The argument is that an ostensibly more aggressive health care plan is more corporatist is terms of a philosophy of power, and is a primary division between Clinton and Obama; a more glaring example, in my view, is that Obama makes a return to constitutional control a priority, whereas Clinton has not fought hard to limit executive power. Far from it, on occasion.
Here too, Clinton is arguing only for the substance of policy. Obama is arguing for policy proceeding from much more strongly democratic view of power. In civil liberties this has been my point for some years - as brilliant as the Constitution is, the history shows that when the democratic values of the people are divorced from power, or when the values erode, the law tends hierachical, or now, even fascistic.

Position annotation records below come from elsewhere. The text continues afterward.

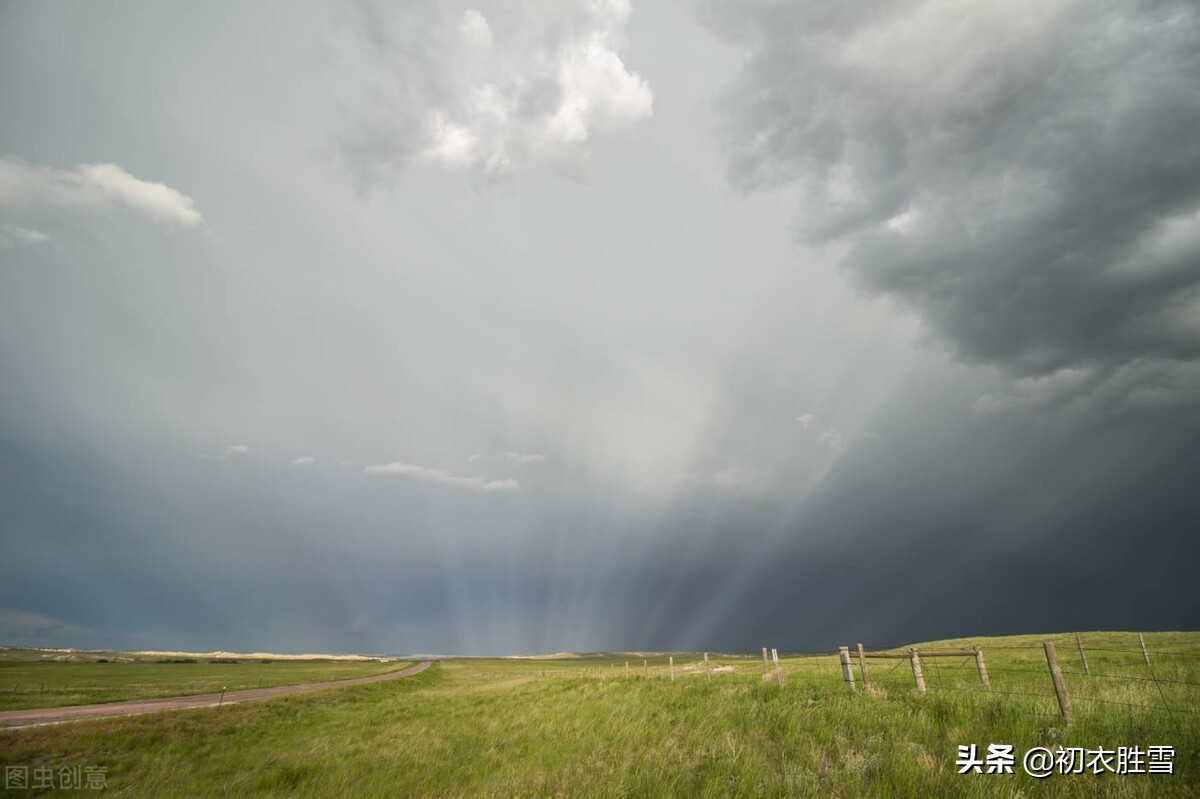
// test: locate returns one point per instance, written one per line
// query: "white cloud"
(12, 235)
(507, 457)
(831, 438)
(491, 103)
(90, 187)
(443, 478)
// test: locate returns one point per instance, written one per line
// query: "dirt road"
(55, 715)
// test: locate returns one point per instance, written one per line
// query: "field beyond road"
(618, 725)
(29, 682)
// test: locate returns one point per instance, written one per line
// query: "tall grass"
(579, 727)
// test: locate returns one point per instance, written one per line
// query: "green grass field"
(579, 727)
(27, 680)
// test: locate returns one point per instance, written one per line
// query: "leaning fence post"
(917, 673)
(1060, 686)
(1083, 656)
(983, 668)
(847, 673)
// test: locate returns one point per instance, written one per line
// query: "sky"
(523, 326)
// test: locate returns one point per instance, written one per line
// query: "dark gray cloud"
(1026, 176)
(718, 443)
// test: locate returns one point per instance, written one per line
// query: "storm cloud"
(1025, 176)
(514, 326)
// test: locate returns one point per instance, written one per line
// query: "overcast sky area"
(522, 326)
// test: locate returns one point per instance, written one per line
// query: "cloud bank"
(90, 187)
(507, 457)
(462, 95)
(1025, 176)
(443, 478)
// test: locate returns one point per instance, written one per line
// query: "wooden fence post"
(917, 673)
(847, 673)
(1060, 686)
(1083, 656)
(983, 668)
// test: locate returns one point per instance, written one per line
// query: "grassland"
(30, 680)
(580, 727)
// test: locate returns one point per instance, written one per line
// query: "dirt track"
(75, 713)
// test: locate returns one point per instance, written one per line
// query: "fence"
(1129, 662)
(1060, 672)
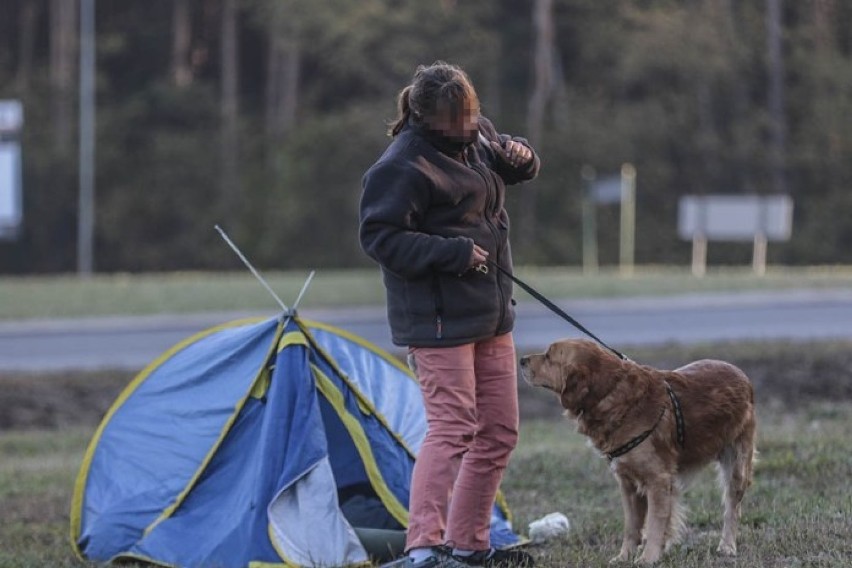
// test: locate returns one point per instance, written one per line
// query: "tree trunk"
(543, 87)
(282, 81)
(742, 103)
(229, 109)
(825, 13)
(63, 57)
(181, 43)
(778, 120)
(26, 44)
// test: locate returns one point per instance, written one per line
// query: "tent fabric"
(248, 445)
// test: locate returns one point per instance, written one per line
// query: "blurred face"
(458, 122)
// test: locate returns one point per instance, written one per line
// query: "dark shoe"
(440, 559)
(496, 558)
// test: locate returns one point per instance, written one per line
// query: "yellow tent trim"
(363, 343)
(359, 437)
(83, 474)
(224, 432)
(363, 401)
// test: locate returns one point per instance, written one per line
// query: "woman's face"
(458, 122)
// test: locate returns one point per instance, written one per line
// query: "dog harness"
(620, 451)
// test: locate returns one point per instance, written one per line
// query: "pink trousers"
(471, 400)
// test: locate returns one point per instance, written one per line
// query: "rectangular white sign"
(735, 217)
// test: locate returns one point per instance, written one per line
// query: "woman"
(433, 217)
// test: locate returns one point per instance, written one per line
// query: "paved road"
(132, 342)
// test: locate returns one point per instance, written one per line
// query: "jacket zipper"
(439, 307)
(491, 202)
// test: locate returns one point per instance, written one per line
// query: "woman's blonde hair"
(433, 83)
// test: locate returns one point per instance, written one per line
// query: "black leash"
(553, 307)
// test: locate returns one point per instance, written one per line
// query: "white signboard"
(735, 217)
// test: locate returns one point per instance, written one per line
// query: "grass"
(71, 296)
(797, 513)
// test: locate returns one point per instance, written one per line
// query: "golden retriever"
(656, 427)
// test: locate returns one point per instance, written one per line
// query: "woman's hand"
(478, 256)
(514, 153)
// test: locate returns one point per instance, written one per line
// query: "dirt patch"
(782, 373)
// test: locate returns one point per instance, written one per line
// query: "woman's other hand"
(514, 153)
(478, 256)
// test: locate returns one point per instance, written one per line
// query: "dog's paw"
(727, 548)
(648, 559)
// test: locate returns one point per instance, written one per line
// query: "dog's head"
(569, 368)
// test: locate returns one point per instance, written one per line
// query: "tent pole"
(253, 271)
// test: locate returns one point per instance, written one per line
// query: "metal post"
(590, 231)
(86, 203)
(628, 219)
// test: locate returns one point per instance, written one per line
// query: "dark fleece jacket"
(424, 204)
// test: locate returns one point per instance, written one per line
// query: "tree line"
(262, 115)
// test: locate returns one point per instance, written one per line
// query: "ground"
(786, 373)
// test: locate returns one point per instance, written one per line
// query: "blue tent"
(252, 444)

Start with the Bill of Rights, and convince Americans through endless concentrations of social, political, and financial power that they have no real voice in their own lives. The result is...mere words.
The core of the cure is revitalization of the democracy, in values, form, and law. The very test of leadership now is to bring Americans toward broad involvement in their government, not merely organizing them for collective adoration of a wise leader and her wise policies.
Obama, I believe, is demonstrating this capability now. His skill has been to locate and touch off the loaded spring of Americans' instinct for active involvement in the democracy.
1 Comments:
A little speculative poli sci here:
All leaders are elected by promising authenticity, popular subsidies, and/or freedom.
Authenticity is the best-seller. Your big-time nationalists - deGaulle, Reagan, Hitler - sold people an image of their nation, and positioned themselves not just as leaders, but as flame-keepers. Obama can do this. McCain maybe can do it. Hillary can't.
Popular subsidies are your next-best wheeze. A chicken in every pot. A tax cut. Health care for all, or even Mike Gravel's inspired 'Peoples' Wage'. The Republicans have made big hay by selling authenticity with one hand and taking away subsidies with the other. McCain offers nothing here - no taxes left to cut. But neither does Hillary. She was a big sponsor of your new and regressive bankruptcy law, and when she had a chance to craft national health care, she blew it. It's sad but true - we just can't count on her to give us stuff. (And, having served on Wal-Mart's board, I'm not sure she's really ok with taking money away from rich people.) I don't know about Obama, but I think, deep down in his heart, he wants to take money from rich people and give it to us.
That leaves freedom. People do seem to want it. Neither McCain nor Hillary have done much to promote it during their careers. Obama's limited time in office works for him here, but he signed the Freedom Pledge and Hillary didn't. So I guess he's more for freedom than she is.
If you're scoring at home, that's Obama 3, McCain 1, Hillary 0.